2) Un amor total. Es la forma más completa de unión personal entre el hombre y la mujer porque abarca la totalidad de la persona de los cónyuges en todas sus dimensiones. La persona es cuerpo, y el Espíritu crea la atracción mutua y esa liturgia natural que es el encuentro sexual. La persona es afecto, y el Espíritu produce esa salida de sí mismo que lleva a convertir al otro en el centro de mi vida. La persona es libertad, y el Espíritu hace capaz de pronunciar un «sí» que compromete toda la vida. La persona es apertura a Dios, y el Espíritu convierte este amor humano en vehículo para llegar hasta Dios.
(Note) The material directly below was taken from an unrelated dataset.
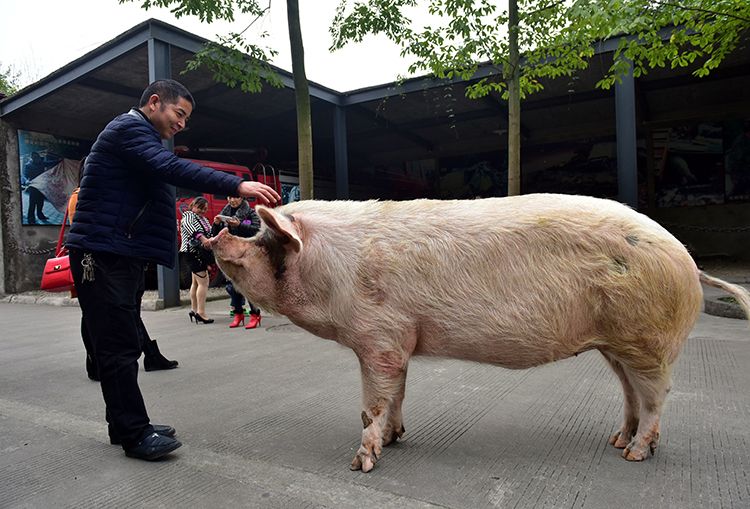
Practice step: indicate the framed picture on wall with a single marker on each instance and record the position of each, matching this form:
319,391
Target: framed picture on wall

3) Un amor fecundo. Pertenece a la naturaleza del amor el salir de sí mismo. Por eso, un amor verdadero no puede pretender quedarse en sí mismo, sino que intenta ser fecundo. Y el Espíritu se encarga de que el hijo, como fruto del amor mutuo, no sea como un elemento externo y accidental, un cuerpo extraño en el amor de los cónyuges, sino que constituya su realización y plenitud.
4) Un amor fiel. La libertad es la capacidad que tiene el hombre de tender a lo definitivo, de acercarse a la incondicionalidad del amor divino. Por eso se opone a la arbitrariedad que, en nombre de la libertad, piensa que se puede empezar siempre de nuevo, eliminando toda decisión anterior. Si todo puede ser sometido de nuevo a revisión, todo pierde seriedad y se convierte en indiferente. Sólo si existen decisiones irreversibles puede la vida ser un riesgo y una aventura. Por eso el Espíritu concede a los cónyuges la capacidad divina de comprometerse irreversiblemente, llevando así su libertad a la máxima realización.